(United Kingdom/United States/Ireland, 2012)
Cast: Gemma Arterton, Saoirse Ronan, Sam Reilly, Daniel Mays, Jonny Lee Miller, Caleb Landry Jones
Written by: Moira Buffini
Directed by: Neil Jordan
The always-surprising Neil Jordan revisits the world of the undead for the first time since his 1994 adaptation of a certain famous Anne Rice novel, but don't mention the "v-word"--no one in the film ever does.

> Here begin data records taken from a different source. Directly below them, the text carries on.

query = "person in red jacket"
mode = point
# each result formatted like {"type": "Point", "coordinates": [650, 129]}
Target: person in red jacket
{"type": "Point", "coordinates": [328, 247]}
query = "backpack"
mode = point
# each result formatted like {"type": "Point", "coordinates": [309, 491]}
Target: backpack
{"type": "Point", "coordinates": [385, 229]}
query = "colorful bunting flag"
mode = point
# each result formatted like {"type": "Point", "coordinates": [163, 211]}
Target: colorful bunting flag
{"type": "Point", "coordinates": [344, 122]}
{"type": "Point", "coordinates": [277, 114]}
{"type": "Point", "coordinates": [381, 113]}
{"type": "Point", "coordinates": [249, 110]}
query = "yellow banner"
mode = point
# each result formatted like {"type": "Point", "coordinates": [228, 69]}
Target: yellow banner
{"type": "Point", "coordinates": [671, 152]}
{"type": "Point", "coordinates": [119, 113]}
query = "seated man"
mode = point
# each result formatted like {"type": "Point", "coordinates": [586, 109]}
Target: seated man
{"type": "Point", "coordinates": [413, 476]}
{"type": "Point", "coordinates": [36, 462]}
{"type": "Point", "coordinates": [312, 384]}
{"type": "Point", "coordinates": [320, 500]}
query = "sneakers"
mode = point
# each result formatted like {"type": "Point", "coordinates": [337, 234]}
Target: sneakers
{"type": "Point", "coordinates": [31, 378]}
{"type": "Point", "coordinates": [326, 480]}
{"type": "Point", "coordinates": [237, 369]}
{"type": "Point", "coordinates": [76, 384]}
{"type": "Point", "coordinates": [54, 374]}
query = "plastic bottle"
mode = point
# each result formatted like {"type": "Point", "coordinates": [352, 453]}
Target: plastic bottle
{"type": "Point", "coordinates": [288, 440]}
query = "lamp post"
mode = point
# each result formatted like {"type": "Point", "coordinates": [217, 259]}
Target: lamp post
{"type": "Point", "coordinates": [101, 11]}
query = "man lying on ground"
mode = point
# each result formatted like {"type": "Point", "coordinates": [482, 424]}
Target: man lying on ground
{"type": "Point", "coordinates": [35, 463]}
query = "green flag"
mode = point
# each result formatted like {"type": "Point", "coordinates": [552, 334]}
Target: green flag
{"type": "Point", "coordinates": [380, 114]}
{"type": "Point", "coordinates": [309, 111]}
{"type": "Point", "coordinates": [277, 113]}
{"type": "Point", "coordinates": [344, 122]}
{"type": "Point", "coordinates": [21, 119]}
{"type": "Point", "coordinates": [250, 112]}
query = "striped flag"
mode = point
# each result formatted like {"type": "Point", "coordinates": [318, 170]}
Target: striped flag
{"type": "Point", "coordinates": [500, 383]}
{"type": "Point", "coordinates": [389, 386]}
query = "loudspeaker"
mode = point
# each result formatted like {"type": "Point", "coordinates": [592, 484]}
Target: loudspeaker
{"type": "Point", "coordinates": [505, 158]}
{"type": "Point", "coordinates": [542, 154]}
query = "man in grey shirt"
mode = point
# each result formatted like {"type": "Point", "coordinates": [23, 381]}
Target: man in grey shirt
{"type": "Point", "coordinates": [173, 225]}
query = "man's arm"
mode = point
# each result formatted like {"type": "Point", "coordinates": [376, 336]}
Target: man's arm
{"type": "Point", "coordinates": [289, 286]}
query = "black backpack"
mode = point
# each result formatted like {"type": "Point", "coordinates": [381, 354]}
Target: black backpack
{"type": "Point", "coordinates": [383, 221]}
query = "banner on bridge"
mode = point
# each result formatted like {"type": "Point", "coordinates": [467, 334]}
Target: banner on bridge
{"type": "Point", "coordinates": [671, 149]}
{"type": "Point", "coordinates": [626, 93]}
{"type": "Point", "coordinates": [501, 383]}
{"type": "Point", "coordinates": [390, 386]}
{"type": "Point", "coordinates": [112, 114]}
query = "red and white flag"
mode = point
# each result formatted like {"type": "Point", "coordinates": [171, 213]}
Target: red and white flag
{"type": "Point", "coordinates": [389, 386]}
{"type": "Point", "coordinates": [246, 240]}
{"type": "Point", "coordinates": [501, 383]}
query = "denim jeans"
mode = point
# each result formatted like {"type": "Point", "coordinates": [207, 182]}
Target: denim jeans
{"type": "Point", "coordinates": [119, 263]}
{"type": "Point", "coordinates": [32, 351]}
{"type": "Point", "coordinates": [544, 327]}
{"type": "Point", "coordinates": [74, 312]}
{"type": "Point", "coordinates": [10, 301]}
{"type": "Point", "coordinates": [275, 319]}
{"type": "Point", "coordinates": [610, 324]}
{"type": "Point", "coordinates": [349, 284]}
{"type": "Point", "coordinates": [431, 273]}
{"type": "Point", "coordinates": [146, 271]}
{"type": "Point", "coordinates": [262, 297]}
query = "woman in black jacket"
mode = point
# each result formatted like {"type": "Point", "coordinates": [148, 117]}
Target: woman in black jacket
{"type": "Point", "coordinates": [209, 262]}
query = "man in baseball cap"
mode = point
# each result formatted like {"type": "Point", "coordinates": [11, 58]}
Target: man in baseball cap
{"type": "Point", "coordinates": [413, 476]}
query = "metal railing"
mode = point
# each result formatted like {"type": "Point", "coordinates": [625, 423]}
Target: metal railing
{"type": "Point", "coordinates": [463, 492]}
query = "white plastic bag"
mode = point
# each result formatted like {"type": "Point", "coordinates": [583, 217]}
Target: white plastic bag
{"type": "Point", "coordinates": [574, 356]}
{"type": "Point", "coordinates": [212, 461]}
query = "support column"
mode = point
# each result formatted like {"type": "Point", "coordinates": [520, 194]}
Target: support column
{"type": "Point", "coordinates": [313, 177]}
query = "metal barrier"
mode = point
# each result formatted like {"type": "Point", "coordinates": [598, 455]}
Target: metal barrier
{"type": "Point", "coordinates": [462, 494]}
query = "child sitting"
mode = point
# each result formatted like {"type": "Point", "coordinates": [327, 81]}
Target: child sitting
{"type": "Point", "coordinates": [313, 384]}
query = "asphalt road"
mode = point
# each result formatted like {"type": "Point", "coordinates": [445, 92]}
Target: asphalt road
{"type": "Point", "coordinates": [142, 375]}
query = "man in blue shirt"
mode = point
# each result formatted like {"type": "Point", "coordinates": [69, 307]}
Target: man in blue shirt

More than 200 years old but trapped in the image of a teenager, Eleanor Webb (Ronan) has chronicled her life in a journal, which she disposes of page by page at random locations. Subsiding on human blood, she shows mercy in her feeding, targeting those who desire the release that death can bring. She lives with haughty, voluptuous Clara (Arterton, every film should have one...), introduced as her "muse", who is also immortal and seduces her prey in her job as a stripper. When pursued by a mysterious assassin, Clara beheads him and then hits the road as a fugitive with Eleanor in tow. They hole up in a run down hotel in a coastal town, Byzantium, run by dim Noel (Mays), who honestly believes Clara would select him as her lover for no other reason. She passes off Eleanor, who has visions of a past life there, as her sister, and turns the hotel into a busy brothel.
Via flashbacks, we learn that Clara violated the rules of the exclusively patriarchal vampire subculture--“The Pointed Nails of Justice” –by converting females to the order, whose agents have been pursuing the duo for centuries (18th century flashbacks with Jonny Lee Miller are more than a bit too broad and hokey, but are essential to the narrative). The conversion of a human to a new “sucreant” involves a remote island and flocks of blackbirds and gushing waterfalls of blood, and, while not making a link of sense, makes for gloriously baroque viewing.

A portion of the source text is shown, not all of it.